Novella (20,550 words)

first uniform US first Farrago
First edition 1958 US first edition 1959 Uniform edition 1972 Farrago edition 2020
Audiobook version read by John Higgins

Published as one part of the collection Young man on a bicycle, Hodder and Stoughton, 1958. Published in the USA as part of Oasis Nine; four short novels, New York, W. Sloane Association, 1959. The other novellas in the collection were Young Man on a Bicycle, Oasis Nine, and Adriatic Crossing.

The new Farrago edition contains just the two best stories, Young Man on a Bicycle and The Goldini Bath.

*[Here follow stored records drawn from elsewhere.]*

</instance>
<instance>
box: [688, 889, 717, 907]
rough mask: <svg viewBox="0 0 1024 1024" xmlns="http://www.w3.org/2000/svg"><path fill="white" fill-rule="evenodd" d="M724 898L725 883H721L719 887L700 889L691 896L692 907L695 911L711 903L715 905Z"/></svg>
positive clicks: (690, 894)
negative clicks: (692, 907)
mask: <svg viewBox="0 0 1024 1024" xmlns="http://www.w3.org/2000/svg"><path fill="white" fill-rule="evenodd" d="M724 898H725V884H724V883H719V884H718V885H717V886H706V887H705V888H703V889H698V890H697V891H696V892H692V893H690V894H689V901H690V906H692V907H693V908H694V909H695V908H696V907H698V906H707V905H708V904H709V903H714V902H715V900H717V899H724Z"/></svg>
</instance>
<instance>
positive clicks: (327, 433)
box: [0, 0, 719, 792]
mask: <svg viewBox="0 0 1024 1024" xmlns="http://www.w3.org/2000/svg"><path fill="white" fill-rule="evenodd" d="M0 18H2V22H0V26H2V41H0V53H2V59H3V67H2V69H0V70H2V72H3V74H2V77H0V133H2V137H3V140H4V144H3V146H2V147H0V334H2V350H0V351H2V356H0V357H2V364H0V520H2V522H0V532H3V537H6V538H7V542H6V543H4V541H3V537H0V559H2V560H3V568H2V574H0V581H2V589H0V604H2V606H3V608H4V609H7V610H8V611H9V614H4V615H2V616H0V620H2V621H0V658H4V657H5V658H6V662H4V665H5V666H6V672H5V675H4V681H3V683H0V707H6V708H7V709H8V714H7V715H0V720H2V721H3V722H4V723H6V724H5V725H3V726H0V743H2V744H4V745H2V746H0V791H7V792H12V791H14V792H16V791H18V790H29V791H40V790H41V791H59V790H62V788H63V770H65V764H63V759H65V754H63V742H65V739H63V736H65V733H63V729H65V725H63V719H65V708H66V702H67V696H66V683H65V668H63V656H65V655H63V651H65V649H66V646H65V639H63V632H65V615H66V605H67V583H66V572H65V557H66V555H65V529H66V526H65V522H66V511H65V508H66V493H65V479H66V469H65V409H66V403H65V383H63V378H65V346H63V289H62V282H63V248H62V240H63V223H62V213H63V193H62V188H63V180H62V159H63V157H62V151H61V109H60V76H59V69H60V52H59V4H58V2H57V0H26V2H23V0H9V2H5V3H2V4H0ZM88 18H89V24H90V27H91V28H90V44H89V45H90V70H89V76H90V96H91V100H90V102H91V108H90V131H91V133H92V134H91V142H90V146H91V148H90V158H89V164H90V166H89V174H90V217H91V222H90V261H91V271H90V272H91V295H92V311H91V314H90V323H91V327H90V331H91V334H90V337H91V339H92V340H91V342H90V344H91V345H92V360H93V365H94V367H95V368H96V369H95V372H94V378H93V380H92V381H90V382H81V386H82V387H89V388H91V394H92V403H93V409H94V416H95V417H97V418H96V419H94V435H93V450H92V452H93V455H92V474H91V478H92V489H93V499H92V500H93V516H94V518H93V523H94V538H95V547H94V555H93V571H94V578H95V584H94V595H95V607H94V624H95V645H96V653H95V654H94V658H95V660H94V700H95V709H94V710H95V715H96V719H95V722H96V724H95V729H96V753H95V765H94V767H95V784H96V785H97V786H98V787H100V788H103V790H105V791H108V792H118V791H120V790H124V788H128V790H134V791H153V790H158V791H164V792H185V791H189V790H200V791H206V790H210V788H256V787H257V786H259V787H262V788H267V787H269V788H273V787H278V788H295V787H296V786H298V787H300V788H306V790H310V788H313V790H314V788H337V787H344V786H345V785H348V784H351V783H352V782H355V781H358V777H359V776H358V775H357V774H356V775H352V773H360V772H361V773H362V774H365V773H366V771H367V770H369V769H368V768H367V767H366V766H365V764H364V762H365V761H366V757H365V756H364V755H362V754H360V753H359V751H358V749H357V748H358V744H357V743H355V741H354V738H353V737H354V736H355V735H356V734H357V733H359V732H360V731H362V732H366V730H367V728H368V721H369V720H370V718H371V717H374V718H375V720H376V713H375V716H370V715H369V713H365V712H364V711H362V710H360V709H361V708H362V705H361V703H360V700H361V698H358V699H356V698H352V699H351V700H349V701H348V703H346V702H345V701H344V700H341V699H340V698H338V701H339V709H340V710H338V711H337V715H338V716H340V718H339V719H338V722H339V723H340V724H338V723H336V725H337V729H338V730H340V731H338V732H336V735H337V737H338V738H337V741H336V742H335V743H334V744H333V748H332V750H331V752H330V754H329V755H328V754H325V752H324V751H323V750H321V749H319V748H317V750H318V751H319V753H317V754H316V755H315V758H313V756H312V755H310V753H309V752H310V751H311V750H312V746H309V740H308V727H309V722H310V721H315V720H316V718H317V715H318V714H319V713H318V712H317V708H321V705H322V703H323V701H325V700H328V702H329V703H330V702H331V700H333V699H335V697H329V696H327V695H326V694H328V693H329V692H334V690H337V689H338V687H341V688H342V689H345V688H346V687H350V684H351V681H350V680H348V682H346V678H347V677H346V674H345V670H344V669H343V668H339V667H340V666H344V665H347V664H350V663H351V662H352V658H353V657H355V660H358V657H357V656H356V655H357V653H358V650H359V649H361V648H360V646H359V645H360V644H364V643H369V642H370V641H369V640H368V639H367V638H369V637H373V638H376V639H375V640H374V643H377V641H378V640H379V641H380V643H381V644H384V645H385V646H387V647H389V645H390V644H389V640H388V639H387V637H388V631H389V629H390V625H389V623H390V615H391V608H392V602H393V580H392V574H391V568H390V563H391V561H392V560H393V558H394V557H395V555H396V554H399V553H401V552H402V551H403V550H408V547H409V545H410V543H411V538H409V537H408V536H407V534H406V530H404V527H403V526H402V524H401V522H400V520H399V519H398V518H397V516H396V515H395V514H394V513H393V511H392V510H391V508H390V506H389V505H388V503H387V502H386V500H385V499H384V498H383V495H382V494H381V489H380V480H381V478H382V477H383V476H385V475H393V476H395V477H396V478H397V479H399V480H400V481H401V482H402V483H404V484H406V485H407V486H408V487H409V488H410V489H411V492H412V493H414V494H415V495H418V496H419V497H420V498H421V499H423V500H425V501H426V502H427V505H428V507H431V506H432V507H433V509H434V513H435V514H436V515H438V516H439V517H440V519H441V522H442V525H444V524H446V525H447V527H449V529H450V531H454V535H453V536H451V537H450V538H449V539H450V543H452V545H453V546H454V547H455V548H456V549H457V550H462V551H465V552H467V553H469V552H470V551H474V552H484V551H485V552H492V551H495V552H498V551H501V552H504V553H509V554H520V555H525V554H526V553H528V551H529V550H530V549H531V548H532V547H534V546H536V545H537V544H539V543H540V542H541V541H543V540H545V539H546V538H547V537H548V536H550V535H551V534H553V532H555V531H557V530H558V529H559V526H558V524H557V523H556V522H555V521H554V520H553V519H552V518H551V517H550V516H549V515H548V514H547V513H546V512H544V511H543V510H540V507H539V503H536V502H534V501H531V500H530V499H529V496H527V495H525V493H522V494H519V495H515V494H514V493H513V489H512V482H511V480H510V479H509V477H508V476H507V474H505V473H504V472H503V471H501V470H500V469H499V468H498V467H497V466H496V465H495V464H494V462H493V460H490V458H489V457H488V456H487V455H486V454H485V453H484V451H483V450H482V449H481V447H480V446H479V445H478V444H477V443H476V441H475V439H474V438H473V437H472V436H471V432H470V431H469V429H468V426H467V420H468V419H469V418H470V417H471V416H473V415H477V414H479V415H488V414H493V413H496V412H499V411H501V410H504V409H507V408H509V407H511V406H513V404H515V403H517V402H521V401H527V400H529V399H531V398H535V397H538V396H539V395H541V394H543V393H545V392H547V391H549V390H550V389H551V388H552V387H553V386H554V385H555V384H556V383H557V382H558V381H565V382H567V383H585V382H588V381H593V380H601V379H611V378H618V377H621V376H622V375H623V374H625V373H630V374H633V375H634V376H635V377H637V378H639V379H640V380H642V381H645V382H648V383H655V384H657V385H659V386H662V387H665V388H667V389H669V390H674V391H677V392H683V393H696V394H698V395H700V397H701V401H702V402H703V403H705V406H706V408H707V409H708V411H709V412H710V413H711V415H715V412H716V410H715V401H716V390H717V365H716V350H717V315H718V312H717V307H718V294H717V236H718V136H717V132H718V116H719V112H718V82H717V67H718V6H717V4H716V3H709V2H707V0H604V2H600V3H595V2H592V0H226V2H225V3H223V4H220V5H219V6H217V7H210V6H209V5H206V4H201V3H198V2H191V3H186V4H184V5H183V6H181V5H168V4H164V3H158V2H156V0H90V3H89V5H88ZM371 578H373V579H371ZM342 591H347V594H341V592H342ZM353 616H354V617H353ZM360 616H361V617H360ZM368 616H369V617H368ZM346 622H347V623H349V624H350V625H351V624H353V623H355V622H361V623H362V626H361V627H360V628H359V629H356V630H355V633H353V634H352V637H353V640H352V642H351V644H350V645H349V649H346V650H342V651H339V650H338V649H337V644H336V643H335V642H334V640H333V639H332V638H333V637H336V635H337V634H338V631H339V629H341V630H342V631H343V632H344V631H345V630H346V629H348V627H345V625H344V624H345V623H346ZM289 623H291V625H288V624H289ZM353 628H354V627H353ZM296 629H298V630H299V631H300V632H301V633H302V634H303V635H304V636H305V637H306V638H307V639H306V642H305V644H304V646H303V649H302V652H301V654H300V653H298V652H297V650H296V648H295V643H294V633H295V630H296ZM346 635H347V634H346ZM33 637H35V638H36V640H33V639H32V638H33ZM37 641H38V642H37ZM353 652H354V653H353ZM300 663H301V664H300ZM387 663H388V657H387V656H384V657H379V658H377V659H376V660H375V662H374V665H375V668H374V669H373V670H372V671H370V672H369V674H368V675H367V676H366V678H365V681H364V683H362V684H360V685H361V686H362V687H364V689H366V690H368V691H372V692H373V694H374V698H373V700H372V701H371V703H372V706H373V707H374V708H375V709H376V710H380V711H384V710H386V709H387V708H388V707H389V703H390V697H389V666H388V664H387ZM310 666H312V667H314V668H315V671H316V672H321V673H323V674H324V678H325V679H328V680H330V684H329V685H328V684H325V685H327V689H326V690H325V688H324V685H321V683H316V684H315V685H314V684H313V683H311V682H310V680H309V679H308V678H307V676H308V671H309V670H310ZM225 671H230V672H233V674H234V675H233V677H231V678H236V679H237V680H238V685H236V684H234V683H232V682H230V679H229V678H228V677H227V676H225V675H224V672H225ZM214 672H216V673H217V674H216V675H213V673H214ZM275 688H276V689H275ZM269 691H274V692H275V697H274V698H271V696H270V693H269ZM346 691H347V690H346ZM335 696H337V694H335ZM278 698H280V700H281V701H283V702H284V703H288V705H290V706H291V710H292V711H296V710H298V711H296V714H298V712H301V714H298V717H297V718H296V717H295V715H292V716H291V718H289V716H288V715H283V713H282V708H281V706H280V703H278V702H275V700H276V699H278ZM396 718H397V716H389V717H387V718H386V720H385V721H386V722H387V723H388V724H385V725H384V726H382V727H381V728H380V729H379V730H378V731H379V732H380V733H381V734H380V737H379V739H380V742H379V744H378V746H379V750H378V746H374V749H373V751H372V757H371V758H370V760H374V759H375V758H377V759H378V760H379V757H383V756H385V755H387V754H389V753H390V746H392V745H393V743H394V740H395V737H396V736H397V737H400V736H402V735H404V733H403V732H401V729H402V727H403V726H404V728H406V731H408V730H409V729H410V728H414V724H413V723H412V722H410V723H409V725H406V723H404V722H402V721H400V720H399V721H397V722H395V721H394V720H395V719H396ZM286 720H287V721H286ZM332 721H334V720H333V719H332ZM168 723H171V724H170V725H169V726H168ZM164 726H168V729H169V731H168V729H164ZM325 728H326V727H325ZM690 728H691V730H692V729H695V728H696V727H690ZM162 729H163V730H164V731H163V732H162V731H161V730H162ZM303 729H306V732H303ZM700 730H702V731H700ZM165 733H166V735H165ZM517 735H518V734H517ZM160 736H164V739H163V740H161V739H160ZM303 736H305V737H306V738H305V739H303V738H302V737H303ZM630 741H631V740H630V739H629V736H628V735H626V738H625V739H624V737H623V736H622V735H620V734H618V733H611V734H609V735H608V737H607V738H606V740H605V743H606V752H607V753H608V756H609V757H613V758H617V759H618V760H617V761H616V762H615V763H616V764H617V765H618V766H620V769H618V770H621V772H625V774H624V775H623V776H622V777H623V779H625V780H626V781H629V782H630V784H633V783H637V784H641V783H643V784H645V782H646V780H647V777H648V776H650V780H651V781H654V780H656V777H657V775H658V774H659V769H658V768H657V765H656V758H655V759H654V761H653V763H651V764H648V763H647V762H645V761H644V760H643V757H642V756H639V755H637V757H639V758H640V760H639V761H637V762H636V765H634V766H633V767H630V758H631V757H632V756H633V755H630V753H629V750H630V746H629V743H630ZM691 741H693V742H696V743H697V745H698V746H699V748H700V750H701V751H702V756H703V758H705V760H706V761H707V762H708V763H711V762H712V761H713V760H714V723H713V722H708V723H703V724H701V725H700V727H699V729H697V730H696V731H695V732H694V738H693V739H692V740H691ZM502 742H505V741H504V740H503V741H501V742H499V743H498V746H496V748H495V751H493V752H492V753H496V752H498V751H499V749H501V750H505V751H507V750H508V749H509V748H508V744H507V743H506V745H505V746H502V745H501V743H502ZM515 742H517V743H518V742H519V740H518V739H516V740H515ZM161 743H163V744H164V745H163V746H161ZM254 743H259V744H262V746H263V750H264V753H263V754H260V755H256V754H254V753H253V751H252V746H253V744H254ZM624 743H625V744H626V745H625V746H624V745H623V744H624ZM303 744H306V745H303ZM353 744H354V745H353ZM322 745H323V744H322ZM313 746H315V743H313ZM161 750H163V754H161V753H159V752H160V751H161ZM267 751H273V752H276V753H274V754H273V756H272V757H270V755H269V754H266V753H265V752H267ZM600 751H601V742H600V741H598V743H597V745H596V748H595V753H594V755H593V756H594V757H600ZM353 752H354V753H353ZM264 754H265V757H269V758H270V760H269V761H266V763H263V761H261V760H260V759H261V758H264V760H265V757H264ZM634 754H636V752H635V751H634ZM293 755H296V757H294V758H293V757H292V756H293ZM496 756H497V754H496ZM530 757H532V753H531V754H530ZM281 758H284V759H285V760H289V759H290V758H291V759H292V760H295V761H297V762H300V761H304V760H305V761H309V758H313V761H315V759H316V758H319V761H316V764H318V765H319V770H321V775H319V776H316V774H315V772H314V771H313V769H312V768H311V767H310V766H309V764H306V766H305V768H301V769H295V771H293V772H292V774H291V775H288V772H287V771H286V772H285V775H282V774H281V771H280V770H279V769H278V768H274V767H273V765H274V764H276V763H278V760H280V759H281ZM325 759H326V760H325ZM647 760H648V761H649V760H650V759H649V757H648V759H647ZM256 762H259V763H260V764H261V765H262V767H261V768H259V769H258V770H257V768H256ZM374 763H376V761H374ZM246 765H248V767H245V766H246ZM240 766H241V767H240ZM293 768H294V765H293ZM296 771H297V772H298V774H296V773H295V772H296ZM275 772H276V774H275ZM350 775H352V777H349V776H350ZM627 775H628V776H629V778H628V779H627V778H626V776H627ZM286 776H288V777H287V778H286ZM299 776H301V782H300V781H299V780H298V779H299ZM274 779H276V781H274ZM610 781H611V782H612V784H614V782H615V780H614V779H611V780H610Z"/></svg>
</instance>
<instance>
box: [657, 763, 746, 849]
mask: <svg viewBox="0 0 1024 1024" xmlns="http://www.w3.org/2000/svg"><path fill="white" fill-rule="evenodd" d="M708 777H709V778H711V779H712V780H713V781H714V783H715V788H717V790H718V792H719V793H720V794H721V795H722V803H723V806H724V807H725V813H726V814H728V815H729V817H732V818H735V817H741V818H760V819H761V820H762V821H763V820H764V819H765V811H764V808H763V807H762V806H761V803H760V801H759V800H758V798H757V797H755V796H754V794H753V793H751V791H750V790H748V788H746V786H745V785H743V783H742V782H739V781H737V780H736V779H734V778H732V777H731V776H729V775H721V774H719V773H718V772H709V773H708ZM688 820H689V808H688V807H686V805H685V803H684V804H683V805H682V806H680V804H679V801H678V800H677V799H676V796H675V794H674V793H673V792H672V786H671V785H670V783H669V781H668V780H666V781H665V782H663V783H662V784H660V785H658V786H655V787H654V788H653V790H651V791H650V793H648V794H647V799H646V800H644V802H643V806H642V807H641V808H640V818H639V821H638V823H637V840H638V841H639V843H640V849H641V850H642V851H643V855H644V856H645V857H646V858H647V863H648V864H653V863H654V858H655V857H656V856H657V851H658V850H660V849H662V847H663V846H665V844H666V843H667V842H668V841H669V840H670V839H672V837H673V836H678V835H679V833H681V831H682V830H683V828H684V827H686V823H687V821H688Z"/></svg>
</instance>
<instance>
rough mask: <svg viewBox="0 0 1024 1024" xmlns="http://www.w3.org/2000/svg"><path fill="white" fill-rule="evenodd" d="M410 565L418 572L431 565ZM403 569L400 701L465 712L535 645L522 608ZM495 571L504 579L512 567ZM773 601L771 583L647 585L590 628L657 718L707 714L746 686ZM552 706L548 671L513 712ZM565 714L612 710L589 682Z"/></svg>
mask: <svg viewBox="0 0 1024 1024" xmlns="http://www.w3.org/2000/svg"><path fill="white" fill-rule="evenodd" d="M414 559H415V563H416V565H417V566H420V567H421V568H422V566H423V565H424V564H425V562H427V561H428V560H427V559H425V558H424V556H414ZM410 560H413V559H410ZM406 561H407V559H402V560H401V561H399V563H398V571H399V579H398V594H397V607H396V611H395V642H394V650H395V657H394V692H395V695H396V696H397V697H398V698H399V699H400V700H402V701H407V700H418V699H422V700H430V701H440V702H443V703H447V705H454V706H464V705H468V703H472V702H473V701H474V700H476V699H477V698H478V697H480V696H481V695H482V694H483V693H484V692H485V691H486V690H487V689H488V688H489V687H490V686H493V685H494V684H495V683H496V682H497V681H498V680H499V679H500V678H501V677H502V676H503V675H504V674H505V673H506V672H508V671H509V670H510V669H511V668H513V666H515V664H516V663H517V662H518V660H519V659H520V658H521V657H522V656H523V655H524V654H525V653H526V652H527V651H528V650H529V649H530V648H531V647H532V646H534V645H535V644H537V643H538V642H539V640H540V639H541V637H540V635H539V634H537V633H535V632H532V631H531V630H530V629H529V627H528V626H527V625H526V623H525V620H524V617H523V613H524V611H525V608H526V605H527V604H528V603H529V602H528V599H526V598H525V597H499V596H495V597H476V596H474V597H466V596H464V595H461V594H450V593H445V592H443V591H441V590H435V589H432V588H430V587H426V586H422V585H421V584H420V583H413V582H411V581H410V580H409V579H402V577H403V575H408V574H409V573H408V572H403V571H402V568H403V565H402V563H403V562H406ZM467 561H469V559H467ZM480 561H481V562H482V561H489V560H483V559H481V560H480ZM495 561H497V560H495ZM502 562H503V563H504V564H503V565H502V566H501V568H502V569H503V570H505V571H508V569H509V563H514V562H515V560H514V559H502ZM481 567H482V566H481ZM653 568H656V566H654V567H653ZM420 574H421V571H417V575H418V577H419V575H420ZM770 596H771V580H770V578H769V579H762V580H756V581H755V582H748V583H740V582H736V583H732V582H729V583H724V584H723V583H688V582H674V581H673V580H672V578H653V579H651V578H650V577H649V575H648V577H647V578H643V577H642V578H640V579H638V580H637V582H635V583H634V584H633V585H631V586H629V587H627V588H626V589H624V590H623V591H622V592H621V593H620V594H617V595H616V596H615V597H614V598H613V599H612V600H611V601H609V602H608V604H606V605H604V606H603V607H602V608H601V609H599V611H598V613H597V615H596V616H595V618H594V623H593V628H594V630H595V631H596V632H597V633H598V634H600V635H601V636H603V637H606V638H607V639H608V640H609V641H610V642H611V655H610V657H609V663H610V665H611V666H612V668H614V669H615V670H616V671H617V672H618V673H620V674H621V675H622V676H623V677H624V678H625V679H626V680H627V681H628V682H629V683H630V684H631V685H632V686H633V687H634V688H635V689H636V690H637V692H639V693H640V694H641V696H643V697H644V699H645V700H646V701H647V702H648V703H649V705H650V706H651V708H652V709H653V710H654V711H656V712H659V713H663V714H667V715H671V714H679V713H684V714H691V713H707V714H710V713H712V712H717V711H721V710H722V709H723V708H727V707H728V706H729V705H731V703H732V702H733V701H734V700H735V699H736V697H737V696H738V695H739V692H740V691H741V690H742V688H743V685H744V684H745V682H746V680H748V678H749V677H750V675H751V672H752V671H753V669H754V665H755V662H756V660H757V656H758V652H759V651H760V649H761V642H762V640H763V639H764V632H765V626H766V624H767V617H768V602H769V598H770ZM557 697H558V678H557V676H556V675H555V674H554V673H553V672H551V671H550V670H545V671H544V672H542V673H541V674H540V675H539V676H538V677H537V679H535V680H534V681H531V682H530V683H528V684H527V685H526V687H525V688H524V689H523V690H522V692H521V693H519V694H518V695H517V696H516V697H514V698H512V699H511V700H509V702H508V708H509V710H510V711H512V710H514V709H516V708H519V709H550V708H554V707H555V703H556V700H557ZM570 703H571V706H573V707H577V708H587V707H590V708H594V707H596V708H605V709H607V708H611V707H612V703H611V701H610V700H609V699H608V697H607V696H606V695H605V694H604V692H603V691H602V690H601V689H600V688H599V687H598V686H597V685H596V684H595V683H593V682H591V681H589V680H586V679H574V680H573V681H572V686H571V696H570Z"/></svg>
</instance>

John Mallet is a young engineer employed by a Canadian tycoon. He has been sent to the (fictional) village of Roccasparta in Umbria to pay for an antique bath bought by his employer and bring it back on a lorry. En route he meets a pretty girl and gives her a lift in his lorry, but she demands to be put down as soon as she knows why he has come.

In the village he is a pariah, though the parish priest ensures he is at least given a room in the inn. He meets the count, an eccentric man intent on emigrating to New Zealand to set up a chicken farm, for which the only way to raise the capital is to sell the bath, a famous antique for which the village is famous. The villagers know that if it goes they will lose all tourist trade. John inspects the bath and finds the pretty girl, who turns out to be the Count's daughter Gabriella, using it. She is completely against its being sold. Her unconventional solution and the deviousmess of some villains provide several further plot twists before the bath can be saved and the hero and heroine fall in love.

Part of Victor Canning's war service in 1944 to '46 was spent in Italy, and he set a number of books and short stories there, writing of the country with great affection.


Serialised in Everybody’s, 6, 13, 20 and 27 October 1956, and in the Toronto Star Weekly, 27 January 1957.